C. Sentencing for convictions and taking into account the status of students

Summary of Judgment

(c)The criminal policy measures against convictions may be the best attempt to give up their destructive ideas and to adapt themselves to social order, but in the case of a completely known criminal offender, it is difficult to implement such measures and, however, there is no particular consideration that they have the student status in light of the social harm caused by their offences;

[Reference Provisions]

Article 51 of the Criminal Act

Escopics

Defendant 1 and 19 others

Appellant. An appellant

Prosecutor and Defendants

Judgment of the lower court

Changwon District Court Decision 9Da292, 314 through 318, decided Feb. 1, 1992

Text

1. The part of the lower judgment against Defendant 1, 2, 3, 4, 5, 6, 7, and 8 shall be reversed.

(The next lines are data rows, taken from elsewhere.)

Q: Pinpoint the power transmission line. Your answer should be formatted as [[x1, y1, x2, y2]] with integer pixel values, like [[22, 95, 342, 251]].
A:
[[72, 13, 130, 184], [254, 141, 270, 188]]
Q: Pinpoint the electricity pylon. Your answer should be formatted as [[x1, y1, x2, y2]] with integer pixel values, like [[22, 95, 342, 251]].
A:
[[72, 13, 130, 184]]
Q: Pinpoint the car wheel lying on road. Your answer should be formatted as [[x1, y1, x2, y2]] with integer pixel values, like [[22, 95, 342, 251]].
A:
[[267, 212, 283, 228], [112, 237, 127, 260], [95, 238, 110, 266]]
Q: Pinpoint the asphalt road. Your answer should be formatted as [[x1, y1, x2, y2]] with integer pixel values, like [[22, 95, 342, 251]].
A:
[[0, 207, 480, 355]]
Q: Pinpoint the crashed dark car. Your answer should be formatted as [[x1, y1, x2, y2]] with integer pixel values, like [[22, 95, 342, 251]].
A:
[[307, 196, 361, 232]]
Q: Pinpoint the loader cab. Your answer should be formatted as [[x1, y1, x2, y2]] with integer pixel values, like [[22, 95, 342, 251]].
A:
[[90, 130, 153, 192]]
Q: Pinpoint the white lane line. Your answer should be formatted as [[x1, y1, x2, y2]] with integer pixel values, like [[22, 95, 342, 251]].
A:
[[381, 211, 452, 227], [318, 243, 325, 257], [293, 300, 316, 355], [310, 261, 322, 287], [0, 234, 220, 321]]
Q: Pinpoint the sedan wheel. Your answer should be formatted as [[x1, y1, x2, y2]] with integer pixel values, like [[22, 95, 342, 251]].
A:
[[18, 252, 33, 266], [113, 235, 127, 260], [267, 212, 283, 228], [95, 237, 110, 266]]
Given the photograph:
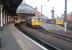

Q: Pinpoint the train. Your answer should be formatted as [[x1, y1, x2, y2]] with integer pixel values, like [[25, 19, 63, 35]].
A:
[[26, 17, 41, 28]]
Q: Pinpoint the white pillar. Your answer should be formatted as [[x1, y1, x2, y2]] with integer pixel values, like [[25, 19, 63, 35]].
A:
[[0, 5, 3, 27]]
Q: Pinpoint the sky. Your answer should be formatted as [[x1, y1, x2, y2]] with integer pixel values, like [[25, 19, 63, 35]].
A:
[[23, 0, 72, 18]]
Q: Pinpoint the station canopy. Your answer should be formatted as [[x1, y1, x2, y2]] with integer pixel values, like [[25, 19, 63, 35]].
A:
[[0, 0, 23, 15], [16, 2, 36, 16]]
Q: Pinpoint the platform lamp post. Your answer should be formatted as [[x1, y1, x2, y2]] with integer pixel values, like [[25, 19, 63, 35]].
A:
[[64, 0, 67, 31], [0, 5, 3, 28]]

Defendant 1 and 3 are punished by imprisonment of two years, by imprisonment of three years, by imprisonment of three years, by imprisonment of one year and six months, by imprisonment of one year and six months, and by imprisonment of one year and seven years, respectively.

Among the detention days before the sentence of the lower judgment, 110 days for each of the defendants 1, 2, 3, 4, and 5, and 65 days for each of the above sentence shall be included in the calculation of the said sentence.

However, with respect to Defendant 1, the execution of the above punishment shall be suspended for three years from the date this judgment becomes final and conclusive.

The seized Dolsan District 39 Uniforms 39 (Evidence 1), 42 (Evidence 2), 286 (Evidence 3), head belts 286 (Evidence 3), Masck 7 (Evidence 4), 4 emergency warning on emergency (Evidence 5), 1 (Evidence 6), 8 (Evidence 8) shall be forfeited from the above Defendants (other than Defendant 6 and 8).

In regard to the defendant 6 and 8, a sentence of punishment shall be suspended.

Defendant 3 is not guilty of violation of the Assembly and Demonstration Act of April 29, 1991 among the facts charged in the instant case.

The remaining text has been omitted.